Day 4: Relaxing moments in olive country
Wake to the scent of lavender and the sounds of the countryside and head out for another day exploring the landscapes and gastronomy of the Rhône. The best way to discover the area's hidden gems is by e-bike. So mount your bike, follow your guide onto the quiet backroads, and enjoy a morning exploring typical local specialties like the nougat of Montélimar, olives from Nyons, black truffles from Tricastin, and Gigondas wine. As the day winds toward evening, relax on the terrace of a shady cafe with a glass of rosé.
Day 5: Avignon and the Pont du Gard
Welcome to the captivating Medieval city of Avignon, where, for several decades in the 14th century, Pope Clemente V held his court. Visit the UNESCO heritage sites of Le Palais des Papes and the St-Bénézet Medieval Bridge (the subject of the famous song Sur le Pont d’Avignon). Avignon is also known for its famous theater festival. Every year in July, the city's atmosphere turns bohemian as musicians and comedians invade the streets of the City of the Popes.
When you're done exploring the city, make your way to the countryside west of Avignon to visit one of the most ancient aqueducts of the Roman world: the Pont du Gard. This bridge, listed as a UNESCO World Heritage Site, was built in the first century AD by the Romans and was part of a huge 31-mile aqueduct that supplied the city of Nimes with running water.

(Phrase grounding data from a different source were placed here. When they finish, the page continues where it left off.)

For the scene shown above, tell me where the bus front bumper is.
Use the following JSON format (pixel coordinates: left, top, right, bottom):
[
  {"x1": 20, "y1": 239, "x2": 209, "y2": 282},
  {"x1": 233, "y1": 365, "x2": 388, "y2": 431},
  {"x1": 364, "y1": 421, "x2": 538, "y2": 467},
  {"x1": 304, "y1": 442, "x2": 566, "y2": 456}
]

Day 6: The Roman treasures of Arles, between river and sea
On your sixth day in France, discover the ancient, fortified, UNESCO-recognized Roman city of Arles on foot with a guided walking tour of the historic center. Stop at Roman, Christian, and Medieval monuments, including the arena, the amphitheater, The Church of St. Trophime, Van Gogh’s Hospital, and the summer garden. Shady squares and a unique local culture make Arles an important step between the Rhône River Delta and Camargue Natural Park.
Day 7: Exploring Aix-en-Provence and the old port of Marseille
Start your day in Aix-en-Provence, with its picturesque charm and magnificent landscape (immortalized by painters such as Cezanne, Picasso, and Kandinsky). Stroll the labyrinthine streets and thousand tucked-away fountains. Visit the cathedral, Hotel de Ville, Cours Mirabeau, the Roman remains, and plenty of hidden-away local gems.

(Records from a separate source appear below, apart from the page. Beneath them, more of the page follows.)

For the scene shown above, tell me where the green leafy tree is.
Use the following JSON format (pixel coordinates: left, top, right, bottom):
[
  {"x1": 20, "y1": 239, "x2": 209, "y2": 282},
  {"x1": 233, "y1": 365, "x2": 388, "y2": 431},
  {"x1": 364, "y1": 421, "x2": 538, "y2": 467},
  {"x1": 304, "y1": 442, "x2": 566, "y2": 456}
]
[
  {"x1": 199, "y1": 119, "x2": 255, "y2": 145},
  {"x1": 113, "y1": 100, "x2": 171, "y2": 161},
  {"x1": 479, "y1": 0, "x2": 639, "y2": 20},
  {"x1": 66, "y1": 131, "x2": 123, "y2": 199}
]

Then wrap up your walking tour in Aix and make your way to colorful Marseille, France's oldest city. Visit the characteristic district of Le Panier and stroll along a walkway to Fort Saint Jean and the Museum of European and Mediterranean Civilisations (MuCEM), an extraordinary mix of old and new. As the sun goes down, relax with a good pastis (the local anise-flavored spirit) on the Vieux-Port, the vibrant heart of the city, and have an al fresco dinner in this fascinating setting.
Day 8: Departure
Bon voyage! Today is the day you bid France au revoir and make your way home.